The Once-ler explains that it’s a Thneed, which is a “Fine-Something-That-All-People-Need,” with multiple uses (“It’s a shirt. It’s a sock. It’s a glove. It’s a hat. But it has other uses. Yes, far beyond that.”)
“No one would buy that fool Thneed,” responds the Lorax. But, of course, someone does. And the Once-ler begins cutting down Truffula Trees and making Thneeds at a fast clip, enlisting his family members to join him in his new enterprise. He even invents a “Super-Axe-Hacker,” able to “whack off four Truffula Trees in one smacker.”
The Lorax appears periodically to let the Once-ler know that various creatures are having to leave the town because they lived off Truffula Fruits, or couldn’t stand the smog, or could no longer drink the water that had been smeared by the “Gluppity-Glupp” and “Schloppity-Schlopp” created by the machinery of the Once-ler’s Thneed business. “Business is business!” responds the Once-ler.
Finally, the last Truffula Tree has been cut down and the Lorax leaves, along with all of the Once-ler’s family. The Once-ler is left alone with his empty factory and one Truffula Seed, the last one.
The story obviously raises many questions about environmental ethics, and it has inspired several interesting conversations I’ve had with children in the last couple of years. In one fourth grade class last year, the children asked who was responsible for the mess created by the production of Thneeds. The Once-ler? His family? The people who bought Thneeds? We had a long conversation about whether when we buy something, we are responsible for making sure that it wasn’t created in a way we would oppose. Is that feasible? If we don’t know about the harm something we purchase has caused, are we still in any way responsible?

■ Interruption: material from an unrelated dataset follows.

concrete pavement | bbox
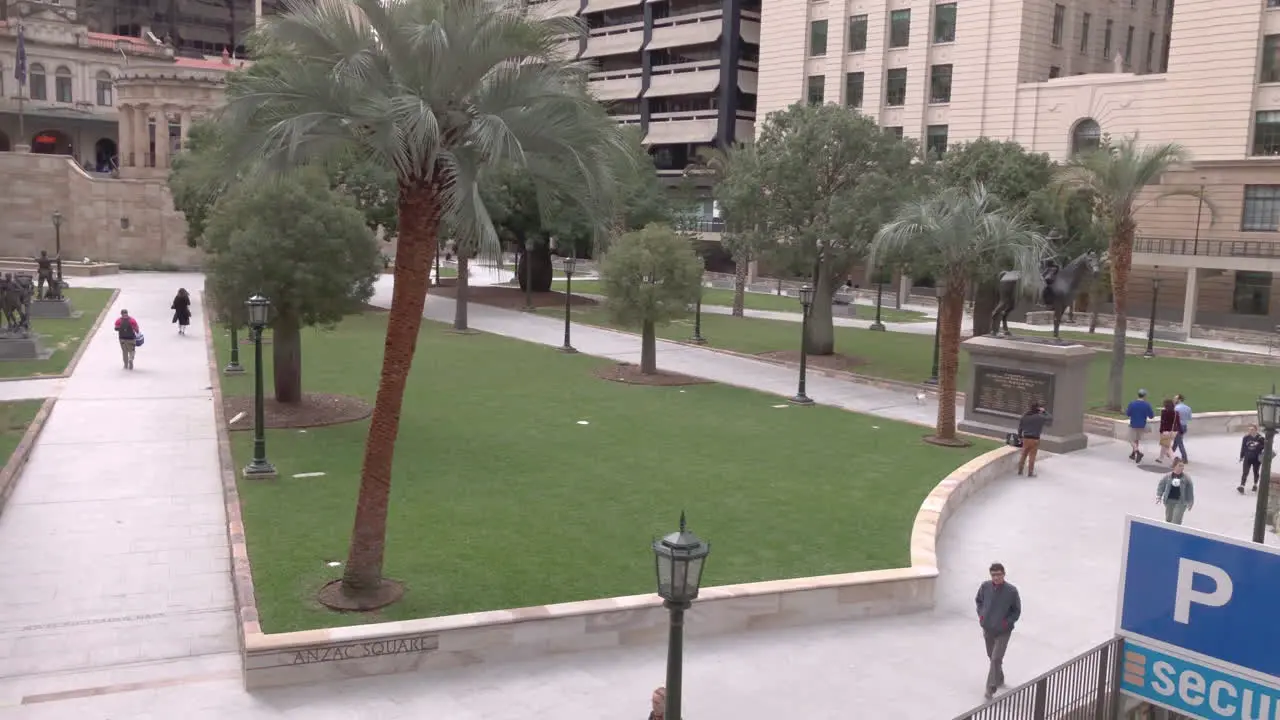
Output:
[0,270,1274,720]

This afternoon the question the second grade students wanted to explore was, “How could the Once-ler make a “Super-Axe-Hacker” when he only had one axe?” The conversation led to a discussion about whether it’s possible to have an entirely new idea and, if it is possible, how that happens. Where do ideas come from? One child noted that imagination and thinking are what leads to new things being created, and another said that nothing is created without reference to something else. Agreeing with this, another child suggested that the Once-ler might have been thinking that he needed something to cut more than one Truffula Tree at a time, and been looking at a pair of scissors, which can cut many pieces of paper at once, and that inspired him to come up with the idea for the Super-Axe-Hacker.
We started to talk about the nature of imagination, and one child claimed that children have more imagination than adults. All of the children seemed to agree. “I think that children don’t know as many things about the world,” one child said, “and so our minds are more free to imagine things.”